Petroleum source rocks occur in most Ordovician sedimentary strata in North America, northern Europe, South Africa, central Australia, and the Baltic area. Many of the source rocks are condensed shales within carbonate-evaporite sequences. Compared with other geologic periods, little oil originates from Ordovician source rocks, but they are important sources for some petroleum systems. Some examples include,

  1. the Albion-Scipio field, the only giant field in the Michigan Basin, which contains petroleum generated from Ordovician Trenton-Black River source rocks and

  2. the very productive Ordovician Simpson and Ellenburger formations of the west Texas Permian Basin, which aregenerally recognized as sourced from the Ordovician Simpson source rocks.

Widespread organic-rich source rocks were deposited during the Late Ordovician Period (Caradocian Stage) as part of an extensive marine transgression before the major glaciation. Upper Ordovician (mostly Caradocian) black shales (e. g. Vinini, Utica/Antes, Trenton, Maquoketa, Sylvan and Simpson, and equivalents) are widespread in North America, as are the Dicellograptus and Clinograptus shales of Northern Europe making many of them potential for unconventional oil exploration.

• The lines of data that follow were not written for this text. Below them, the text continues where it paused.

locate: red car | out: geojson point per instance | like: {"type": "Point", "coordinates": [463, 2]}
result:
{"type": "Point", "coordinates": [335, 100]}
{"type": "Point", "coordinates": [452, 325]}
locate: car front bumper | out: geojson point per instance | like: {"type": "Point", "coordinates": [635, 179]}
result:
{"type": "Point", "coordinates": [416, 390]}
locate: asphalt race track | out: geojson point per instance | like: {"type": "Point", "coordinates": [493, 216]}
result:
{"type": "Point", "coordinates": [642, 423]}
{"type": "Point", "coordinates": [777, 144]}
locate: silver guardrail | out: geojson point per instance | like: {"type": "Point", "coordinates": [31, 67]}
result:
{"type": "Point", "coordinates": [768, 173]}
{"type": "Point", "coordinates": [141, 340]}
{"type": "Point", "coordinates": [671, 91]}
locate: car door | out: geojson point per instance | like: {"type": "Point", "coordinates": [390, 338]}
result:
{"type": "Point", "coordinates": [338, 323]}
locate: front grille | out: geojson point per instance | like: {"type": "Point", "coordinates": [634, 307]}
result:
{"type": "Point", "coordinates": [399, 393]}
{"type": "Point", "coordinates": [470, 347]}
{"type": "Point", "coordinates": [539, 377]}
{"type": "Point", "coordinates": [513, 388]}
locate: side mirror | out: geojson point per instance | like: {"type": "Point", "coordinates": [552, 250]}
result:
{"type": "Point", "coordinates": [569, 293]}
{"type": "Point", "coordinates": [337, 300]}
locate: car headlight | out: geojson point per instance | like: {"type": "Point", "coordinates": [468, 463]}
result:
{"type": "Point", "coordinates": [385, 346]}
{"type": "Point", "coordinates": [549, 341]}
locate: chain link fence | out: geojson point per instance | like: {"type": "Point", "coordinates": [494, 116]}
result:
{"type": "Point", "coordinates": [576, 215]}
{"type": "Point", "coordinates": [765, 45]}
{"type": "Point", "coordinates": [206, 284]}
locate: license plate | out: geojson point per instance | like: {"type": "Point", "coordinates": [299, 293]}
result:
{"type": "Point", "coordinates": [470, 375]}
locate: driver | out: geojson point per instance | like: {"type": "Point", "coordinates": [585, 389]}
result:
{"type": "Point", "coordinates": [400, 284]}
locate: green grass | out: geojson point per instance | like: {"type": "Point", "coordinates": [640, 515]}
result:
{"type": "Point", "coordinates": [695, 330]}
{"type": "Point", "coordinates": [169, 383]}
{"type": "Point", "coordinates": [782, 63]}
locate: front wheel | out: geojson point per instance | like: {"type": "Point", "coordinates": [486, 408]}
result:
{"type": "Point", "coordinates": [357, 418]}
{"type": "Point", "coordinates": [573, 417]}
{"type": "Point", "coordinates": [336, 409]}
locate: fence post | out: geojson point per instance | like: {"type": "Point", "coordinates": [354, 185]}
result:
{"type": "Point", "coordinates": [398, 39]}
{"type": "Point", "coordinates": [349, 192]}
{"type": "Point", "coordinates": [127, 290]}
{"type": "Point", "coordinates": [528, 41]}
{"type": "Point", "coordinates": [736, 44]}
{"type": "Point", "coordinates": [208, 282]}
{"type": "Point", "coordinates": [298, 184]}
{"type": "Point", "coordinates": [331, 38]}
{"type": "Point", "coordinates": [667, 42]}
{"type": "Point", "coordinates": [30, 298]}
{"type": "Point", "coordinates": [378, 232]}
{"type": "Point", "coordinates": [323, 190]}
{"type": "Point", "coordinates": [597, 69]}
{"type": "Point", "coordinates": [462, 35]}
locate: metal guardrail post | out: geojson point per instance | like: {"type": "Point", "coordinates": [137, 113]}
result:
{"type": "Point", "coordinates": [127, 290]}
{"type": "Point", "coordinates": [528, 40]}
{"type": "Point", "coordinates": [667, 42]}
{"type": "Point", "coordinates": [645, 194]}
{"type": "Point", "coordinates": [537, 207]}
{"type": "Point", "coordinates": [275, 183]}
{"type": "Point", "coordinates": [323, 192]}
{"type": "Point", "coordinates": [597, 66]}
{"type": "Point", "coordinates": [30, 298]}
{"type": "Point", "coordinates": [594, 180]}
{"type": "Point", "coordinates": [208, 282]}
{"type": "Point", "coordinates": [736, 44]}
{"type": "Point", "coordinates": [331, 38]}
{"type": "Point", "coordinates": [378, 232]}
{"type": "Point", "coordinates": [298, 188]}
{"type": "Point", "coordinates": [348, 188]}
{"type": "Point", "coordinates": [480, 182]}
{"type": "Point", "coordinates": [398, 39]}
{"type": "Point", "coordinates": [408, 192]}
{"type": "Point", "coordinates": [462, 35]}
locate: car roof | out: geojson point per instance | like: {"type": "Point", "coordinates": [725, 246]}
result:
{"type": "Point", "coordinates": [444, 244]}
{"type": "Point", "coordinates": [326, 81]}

In recent years, the Utica formation in Ohio has received the majority of industry focus for unconventional oil exploration while many other North American Ordovician formations have gone relatively unexplored. Possible explanations for the limited exploration of the Ordovician Shale are possibly due understanding the maturation levels within the formations. With most of the Ordovician formations appearing in the gas window, these formations are overlooked for exploration in the present hydrocarbon markets. A complete understanding of the maturity levels of the Ordovician aged source rocks needs to be accomplished in order to locate the potential for productive unconventional oil. With a review and understanding of the regional geology, log analyses, geochemical and maturity data of the various Ordovician formations, it is believed that there are many additional areas in North America that have the potential for Ordovician unconventional oil production.